Segundo o fisiologista Arthur Fraccanabbia, as principais fontes da recuperação são o repouso — que deve ser compatível com o nível de desgaste —, a reidratação adequada e a reposição com carboidratos. Ele recomenda dois dias de pausa para que seja feita uma análise da resposta do organismo do ciclista e, só então, que a rotina recomece. Como as células não se regeneram, o repouso evita que a musculatura seja ainda mais danificada. “A musculatura estará cansada da prova. Qualquer esforço acabará prejudicando ainda mais”, justifica o fisiologista.

Para o treinador Diego Lopez, da Trilopez, não há como mensurar a intensidade do desgaste, já que cada ciclista tem um nível diferente, tanto em provas curtas quanto em provas longas. Por isso, a recuperação pode demorar dois dias, cinco dias ou semanas. “Tudo que envolve recuperação é relativo”, argumenta. Mas há algumas regras e conceitos gerais que podem ser indicados a todos os atletas e tipos de prova, como a aplicação de gelo, massagem leve e alongamento logo após a prova. Além disso, a atividade física deve ser bem leve nos dois dias posteriores à competição, com a retomada do ritmo normal de treino apenas
após três dias (veja quadro). Já se o pedal for pesado, como o GranFondo, por exemplo, a recuperação pode levar até quatro semanas. “Nesse caso, como treinos regenerativos, pode-se fazer cross training, talvez um trotinho leve, além de massagem, alongamento e até acupuntura, se quiser”, recomenda o treinador.
A ideia é estar “limpo” do desgaste da prova em um mês.

Da pista para a mesa

Quanto à alimentação, o especialista em nutrição esportiva Guilherme da Matta, da Damatta Nutri, diz que o nutriente essencial no pós-prova é o carboidrato, necessário para o metabolismo energético. O que muda entre uma competição curta e outra longa é a quantidade desse composto orgânico — ou seja, para cada tipo de pós-prova (quanto maior o desgaste, maior é a quantidade a ser reposta) existe uma refeição que casa direitinho. Como nos pedais mais puxados também há um desgaste muscular maior — e, em caso de lesão, a musculatura demora até 48 horas para se recuperar —, é bom acrescentar um pouco de proteína às refeições. Já nas competições curtas, a proteína não é essencial, pois não ocorrem tantas lesões musculares.
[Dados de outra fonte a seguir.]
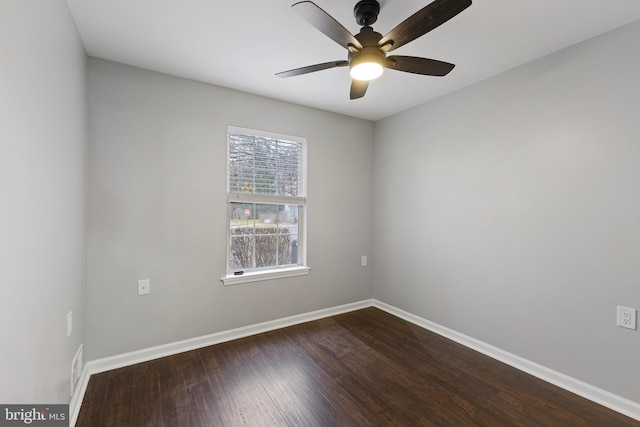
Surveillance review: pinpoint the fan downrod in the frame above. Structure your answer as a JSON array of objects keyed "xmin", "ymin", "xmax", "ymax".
[{"xmin": 353, "ymin": 0, "xmax": 380, "ymax": 27}]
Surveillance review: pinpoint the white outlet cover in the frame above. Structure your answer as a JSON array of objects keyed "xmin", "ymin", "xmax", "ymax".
[
  {"xmin": 617, "ymin": 305, "xmax": 638, "ymax": 329},
  {"xmin": 138, "ymin": 279, "xmax": 151, "ymax": 295}
]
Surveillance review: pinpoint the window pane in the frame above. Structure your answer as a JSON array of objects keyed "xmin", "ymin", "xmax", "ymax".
[
  {"xmin": 229, "ymin": 203, "xmax": 255, "ymax": 270},
  {"xmin": 227, "ymin": 126, "xmax": 306, "ymax": 272},
  {"xmin": 228, "ymin": 132, "xmax": 304, "ymax": 196},
  {"xmin": 229, "ymin": 236, "xmax": 254, "ymax": 270},
  {"xmin": 229, "ymin": 202, "xmax": 299, "ymax": 271}
]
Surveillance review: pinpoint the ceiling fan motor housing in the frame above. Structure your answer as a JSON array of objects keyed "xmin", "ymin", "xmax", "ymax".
[{"xmin": 353, "ymin": 0, "xmax": 380, "ymax": 27}]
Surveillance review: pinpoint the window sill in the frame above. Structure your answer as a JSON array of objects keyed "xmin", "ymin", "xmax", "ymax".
[{"xmin": 220, "ymin": 266, "xmax": 311, "ymax": 286}]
Em se tratando de provas longas, não se pode esquecer também da reposição de vitaminas e minerais, micronutrientes que, como antioxidantes, mantêm o metabolismo bem regulado e protegem o corpo dos
radicais livres produzidos durante a prova. 
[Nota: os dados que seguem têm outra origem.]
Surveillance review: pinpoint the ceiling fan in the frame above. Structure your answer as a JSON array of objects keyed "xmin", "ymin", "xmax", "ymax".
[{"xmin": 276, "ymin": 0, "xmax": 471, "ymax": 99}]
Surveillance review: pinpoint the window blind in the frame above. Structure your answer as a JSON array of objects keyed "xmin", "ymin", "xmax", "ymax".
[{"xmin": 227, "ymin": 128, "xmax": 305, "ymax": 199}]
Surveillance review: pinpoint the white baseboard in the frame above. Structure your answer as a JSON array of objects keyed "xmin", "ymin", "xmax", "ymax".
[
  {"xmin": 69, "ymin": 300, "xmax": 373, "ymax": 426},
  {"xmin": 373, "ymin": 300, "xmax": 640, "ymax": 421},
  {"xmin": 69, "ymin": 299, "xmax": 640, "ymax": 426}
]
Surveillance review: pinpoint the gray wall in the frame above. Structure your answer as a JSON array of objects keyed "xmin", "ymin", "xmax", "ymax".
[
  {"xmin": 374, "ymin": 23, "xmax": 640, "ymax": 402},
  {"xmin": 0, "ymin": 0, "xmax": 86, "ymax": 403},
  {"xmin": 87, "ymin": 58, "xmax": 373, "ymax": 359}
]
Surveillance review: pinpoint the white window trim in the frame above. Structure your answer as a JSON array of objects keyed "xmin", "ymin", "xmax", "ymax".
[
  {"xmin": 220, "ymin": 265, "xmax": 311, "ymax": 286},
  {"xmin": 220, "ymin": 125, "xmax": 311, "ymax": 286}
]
A refeição logo após a prova é a mais importante, mas as seguintes (no mesmo dia e nas 24 horas subsequentes) não podem ser esquecidas, pois são complementares. “O intervalo ideal entre uma e outra é de duas ou três horas”, recomenda Guilherme. 

Após esse prazo, já se consegue estabelecer a recuperação e os cuidados extras já não são tão necessários. “Na prova curta, só muda a quantidade de carboidrato, porque o exercício e o gasto calórico serão menores”, esclarece o nutricionista. 
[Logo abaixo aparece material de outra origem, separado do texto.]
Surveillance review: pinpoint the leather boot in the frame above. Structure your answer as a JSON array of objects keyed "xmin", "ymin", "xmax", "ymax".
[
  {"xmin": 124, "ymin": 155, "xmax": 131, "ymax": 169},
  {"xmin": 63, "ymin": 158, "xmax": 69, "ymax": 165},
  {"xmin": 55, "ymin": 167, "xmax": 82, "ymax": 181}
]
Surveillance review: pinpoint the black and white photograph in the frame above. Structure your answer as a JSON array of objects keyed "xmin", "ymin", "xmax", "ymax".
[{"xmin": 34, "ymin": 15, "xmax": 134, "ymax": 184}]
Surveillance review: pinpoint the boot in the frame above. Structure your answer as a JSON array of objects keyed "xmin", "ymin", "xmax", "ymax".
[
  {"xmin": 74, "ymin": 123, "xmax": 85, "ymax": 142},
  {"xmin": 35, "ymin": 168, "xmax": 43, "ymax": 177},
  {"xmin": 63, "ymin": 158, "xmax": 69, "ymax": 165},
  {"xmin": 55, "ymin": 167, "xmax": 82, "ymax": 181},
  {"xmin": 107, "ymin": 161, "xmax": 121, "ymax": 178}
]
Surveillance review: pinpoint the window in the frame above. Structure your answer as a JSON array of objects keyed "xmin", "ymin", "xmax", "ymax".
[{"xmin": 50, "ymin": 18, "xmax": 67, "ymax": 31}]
Se o pedal tiver sido curto, mas muito intenso, é recomendável acrescentar proteína à reposição de carboidrato, e respeitar o fracionamento, no mesmo esquema da alimentação pós-prova longa. A dica é fugir do jejum, que retarda a recuperação, pois o corpo começa a gastar os nutrientes da reserva. E reserva é o que não pode faltar para quem já está de olho na próxima competição.